Hacker News new | ask | show | jobs
by SilverElfin 97 days ago
This has been a common issue with the Chinese open weight models. It appears most or all have been trained via distillation on OpenAI and Anthropic models.
1 comments

They most likely weren't, despite very dubious claims of Amodei and Altman and a certain twitter influencer running a pretty naive writing benchmark ("slop test") that is wrong in a very obvious manner. The only unambiguous cases of distillation were Gemini 2.0 experimentals being trained on Claude outputs, and GLM-4.7 being trained on Gemini 3.0 Pro. The rest are pretty different from each other.
What makes these cases unambiguous?
GLM-4.7 (specifically this version) repeats the guardrail prompt injections from 3.0 Pro, word-by-word, and never follows them, which is consistent with training on a reward-hacked CoT. Gemini 3.0 only discusses snippets from this injection in its native CoT (hidden by default, trivial to uncover), but GLM-4.7 was able to reconstruct it in full during training. The only possible reason for this is direct training on a large amount of examples of Gemini's CoT. Its structure and a lot of replies were identical in GLM too.
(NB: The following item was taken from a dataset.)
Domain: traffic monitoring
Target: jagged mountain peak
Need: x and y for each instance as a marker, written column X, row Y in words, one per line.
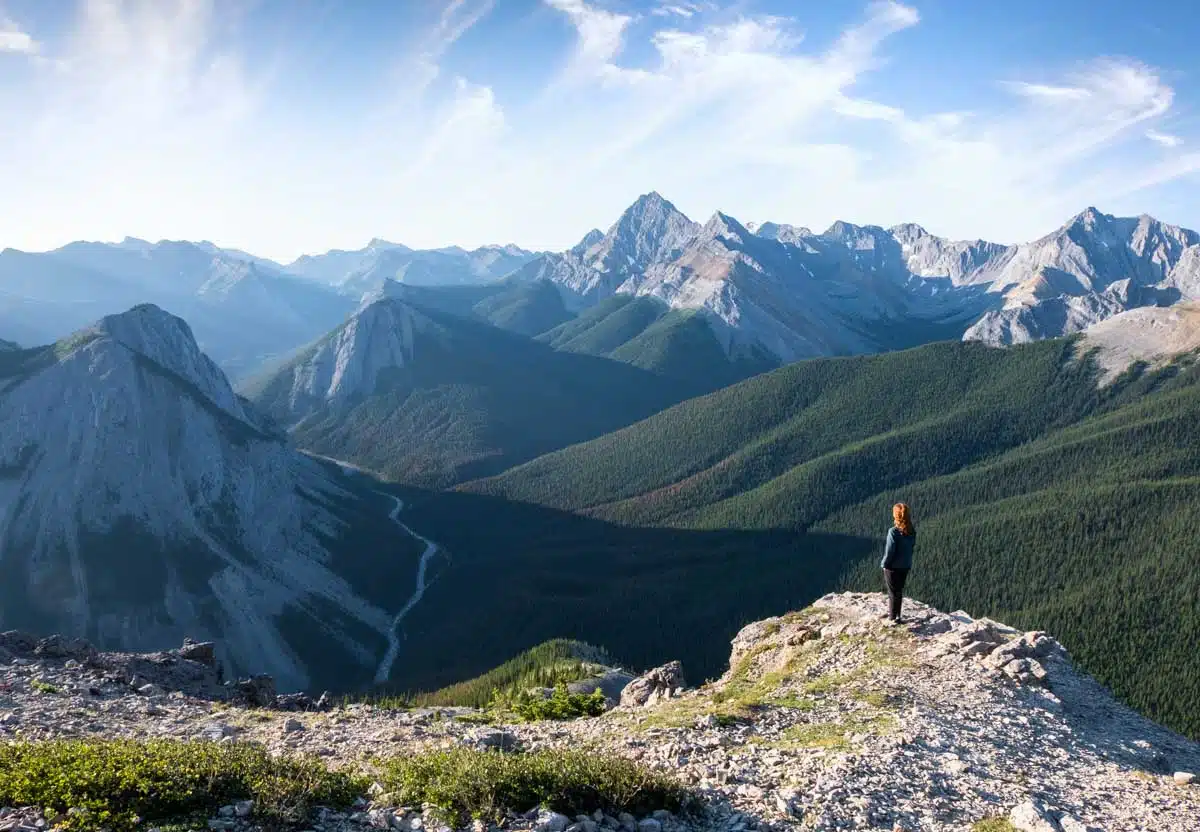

Gemini 2.0 Exp 1206 was reported to be indirectly trained on Claude's outputs with humans in between [1], which was pretty consistent with its outputs at the time. No other Gemini versions except two experimental ones were similar to Claude.

[1] https://techcrunch.com/2024/12/24/google-is-using-anthropics...

Interesting! Thanks for taking the time to write down the explanation, I appreciate it.